Ghoulish ghosts of the past are recalled

This was a measure that was specially facilitated by an Amendment Act (2008) to the 1948 COI Act. But all that was of little use here, one would assume, given that it was the Attorney General himself who sounded warning bells the loudest in the wake of his own officers being summoned to the Commission of Inquiry on political victimisation and questioned as to ongoing prosecutions. It was also the Attorney General who resisted such questioning on the basis (correctly) that a fact-finding Commission of Inquiry had no powers to interfere with ongoing court cases.

The establishment of a SPCOI, as inevitable as it is, recalls ghosts of the past and particularly ghoulish ones at that. In principle, there is much irony in this Government resorting to a law that was born out of the desire of the United National Party (UNP) Government at the time, to unjustly deprive the Sri Lanka Freedom Party (SLFP) matriarch Sirimavo Bandaranaike of her civic rights. But this is a nicety lost in turbulent political winds. Warnings that, as all roads lead to Rome, the path of this Government’s push for ‘justice’ for its loyalists will finally converge on a SPCOI, were made early on.

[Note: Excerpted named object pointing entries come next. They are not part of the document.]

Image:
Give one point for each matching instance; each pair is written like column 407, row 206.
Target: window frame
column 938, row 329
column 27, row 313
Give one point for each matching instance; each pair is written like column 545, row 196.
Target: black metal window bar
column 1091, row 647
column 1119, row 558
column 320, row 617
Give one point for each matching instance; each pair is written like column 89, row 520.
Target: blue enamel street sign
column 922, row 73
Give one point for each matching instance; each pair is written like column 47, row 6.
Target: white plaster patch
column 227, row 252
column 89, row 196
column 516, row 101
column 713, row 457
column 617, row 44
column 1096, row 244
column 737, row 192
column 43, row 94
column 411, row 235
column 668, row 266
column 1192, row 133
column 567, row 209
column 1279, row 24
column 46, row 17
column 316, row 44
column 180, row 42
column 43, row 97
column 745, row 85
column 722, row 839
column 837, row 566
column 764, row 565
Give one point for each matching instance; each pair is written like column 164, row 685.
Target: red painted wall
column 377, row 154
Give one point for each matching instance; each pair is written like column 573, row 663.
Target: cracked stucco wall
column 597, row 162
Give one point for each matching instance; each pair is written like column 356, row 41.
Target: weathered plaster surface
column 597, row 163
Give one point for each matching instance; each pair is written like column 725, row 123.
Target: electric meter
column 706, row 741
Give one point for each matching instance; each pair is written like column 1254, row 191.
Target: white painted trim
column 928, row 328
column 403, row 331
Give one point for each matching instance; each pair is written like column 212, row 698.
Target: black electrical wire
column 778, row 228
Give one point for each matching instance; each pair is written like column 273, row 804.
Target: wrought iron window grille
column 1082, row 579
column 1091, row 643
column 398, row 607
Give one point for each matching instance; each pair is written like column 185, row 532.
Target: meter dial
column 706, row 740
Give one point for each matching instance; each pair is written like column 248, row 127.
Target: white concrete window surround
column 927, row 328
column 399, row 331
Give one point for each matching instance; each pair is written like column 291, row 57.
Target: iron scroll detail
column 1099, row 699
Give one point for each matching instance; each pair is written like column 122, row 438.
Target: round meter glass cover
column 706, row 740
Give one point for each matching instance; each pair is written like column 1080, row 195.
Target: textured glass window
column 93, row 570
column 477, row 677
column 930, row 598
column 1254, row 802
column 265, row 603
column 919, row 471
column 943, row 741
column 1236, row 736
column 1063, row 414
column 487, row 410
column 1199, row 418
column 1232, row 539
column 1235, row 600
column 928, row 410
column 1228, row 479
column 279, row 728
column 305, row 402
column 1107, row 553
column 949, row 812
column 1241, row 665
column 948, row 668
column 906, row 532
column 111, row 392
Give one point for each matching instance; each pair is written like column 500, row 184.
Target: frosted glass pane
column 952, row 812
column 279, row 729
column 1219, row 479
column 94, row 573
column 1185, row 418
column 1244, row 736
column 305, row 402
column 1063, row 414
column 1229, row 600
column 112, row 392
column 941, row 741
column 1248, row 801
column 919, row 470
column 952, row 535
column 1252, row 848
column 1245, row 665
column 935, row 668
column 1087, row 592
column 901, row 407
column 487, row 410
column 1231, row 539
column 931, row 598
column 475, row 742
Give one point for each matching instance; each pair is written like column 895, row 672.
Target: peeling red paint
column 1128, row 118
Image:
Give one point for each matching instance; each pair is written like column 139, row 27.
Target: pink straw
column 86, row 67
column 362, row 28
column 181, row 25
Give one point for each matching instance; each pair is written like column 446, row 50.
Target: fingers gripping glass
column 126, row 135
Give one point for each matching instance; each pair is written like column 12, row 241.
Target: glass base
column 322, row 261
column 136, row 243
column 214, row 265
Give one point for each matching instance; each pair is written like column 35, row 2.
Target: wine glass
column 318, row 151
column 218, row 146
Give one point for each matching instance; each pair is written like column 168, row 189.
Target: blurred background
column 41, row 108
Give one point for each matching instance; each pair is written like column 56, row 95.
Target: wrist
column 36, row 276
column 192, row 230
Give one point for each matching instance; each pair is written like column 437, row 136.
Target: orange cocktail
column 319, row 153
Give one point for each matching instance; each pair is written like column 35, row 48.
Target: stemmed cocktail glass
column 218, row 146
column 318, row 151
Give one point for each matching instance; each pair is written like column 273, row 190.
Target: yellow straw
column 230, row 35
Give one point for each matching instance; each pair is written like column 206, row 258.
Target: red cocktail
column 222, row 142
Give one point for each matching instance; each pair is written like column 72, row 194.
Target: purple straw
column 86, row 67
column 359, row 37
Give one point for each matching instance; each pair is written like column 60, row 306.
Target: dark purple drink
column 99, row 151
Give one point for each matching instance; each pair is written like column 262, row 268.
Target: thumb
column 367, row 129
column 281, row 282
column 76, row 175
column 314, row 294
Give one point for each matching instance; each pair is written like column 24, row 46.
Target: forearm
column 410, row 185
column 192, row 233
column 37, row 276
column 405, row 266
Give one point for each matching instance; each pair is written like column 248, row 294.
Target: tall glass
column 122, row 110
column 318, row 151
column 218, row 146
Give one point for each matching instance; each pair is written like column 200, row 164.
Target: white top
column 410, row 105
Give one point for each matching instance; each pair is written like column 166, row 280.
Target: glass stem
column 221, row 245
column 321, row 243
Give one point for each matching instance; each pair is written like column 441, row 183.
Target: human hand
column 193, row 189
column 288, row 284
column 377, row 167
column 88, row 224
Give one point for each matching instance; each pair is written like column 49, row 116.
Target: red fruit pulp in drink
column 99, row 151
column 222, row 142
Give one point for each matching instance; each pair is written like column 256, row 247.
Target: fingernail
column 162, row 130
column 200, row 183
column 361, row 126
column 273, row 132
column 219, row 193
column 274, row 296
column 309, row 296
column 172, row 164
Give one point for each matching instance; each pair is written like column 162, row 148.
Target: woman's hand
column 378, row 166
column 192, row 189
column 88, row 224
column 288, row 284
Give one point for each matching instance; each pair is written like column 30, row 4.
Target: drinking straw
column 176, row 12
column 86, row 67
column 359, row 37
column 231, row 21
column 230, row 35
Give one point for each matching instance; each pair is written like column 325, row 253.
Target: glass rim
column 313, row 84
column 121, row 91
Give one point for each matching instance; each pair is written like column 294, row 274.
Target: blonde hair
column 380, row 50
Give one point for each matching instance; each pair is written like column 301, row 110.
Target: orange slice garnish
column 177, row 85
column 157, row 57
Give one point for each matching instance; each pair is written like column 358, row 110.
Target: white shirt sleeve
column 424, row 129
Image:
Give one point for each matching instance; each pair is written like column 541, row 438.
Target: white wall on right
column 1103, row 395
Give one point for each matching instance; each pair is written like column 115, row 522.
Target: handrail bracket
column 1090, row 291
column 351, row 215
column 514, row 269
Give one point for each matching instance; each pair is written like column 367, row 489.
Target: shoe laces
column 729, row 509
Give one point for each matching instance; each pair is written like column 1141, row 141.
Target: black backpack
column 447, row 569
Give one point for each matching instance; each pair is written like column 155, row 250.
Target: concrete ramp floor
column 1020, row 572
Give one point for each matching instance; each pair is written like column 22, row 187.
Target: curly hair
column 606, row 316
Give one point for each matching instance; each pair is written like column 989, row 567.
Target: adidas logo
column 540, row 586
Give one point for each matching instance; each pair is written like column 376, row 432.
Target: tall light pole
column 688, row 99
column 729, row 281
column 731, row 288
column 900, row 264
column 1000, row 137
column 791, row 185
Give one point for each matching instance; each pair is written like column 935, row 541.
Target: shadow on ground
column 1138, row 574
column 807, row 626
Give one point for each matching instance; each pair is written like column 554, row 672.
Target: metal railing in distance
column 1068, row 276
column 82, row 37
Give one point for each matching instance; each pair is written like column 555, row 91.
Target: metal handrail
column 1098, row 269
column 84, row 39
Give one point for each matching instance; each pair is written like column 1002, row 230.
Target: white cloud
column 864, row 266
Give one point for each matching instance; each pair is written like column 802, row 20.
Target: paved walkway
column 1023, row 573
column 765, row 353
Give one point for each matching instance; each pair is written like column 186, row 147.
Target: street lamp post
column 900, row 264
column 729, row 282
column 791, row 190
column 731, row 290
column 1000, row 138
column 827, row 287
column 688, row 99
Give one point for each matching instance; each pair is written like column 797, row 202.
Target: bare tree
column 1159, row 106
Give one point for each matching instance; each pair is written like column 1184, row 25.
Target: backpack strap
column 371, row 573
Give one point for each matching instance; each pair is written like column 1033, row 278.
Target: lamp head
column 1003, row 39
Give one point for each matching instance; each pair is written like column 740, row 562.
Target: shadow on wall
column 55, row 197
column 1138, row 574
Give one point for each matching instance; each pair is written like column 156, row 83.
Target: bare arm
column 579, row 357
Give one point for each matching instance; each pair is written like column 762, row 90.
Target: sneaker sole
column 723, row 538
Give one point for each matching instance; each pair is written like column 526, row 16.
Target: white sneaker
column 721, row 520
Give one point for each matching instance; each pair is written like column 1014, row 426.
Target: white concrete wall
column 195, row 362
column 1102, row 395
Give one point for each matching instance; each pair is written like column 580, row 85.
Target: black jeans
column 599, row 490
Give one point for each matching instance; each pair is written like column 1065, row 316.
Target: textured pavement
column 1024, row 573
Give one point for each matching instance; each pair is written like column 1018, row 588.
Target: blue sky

Little more than a year ago, it was pointed out in these column spaces that the use of this Law as a political instrument of revenge by various Governments in our history has been ‘legendary and frightening’ (‘The Real Risks of a Special Presidential Commission of Inquiry, the Sunday Times, 08.12.2019). At that point, the proposal was for a SPCOI to be established at the outset itself to look into the purported victimisations of public servants by the ‘yahapalanaya’ regime, its Anti-Corruption committee and its FCID (Financial Crimes Investigation Division).

A complete collapse of the system

Obviously, that idea was discarded for a ‘softer approach’ as it were, by initially establishing a Commission of Inquiry to frame the recommendations which task has now been completed. It remains to be seen as to how this particular PCOI will conduct itself. Even so, judges, lawyers and those who have a modicum of interest in Sri Lanka’s institutions of justice must surely take cognizance of clear and present dangers, if the system is not to completely collapse on our heads.

Certainly, that is now a distinct possibility.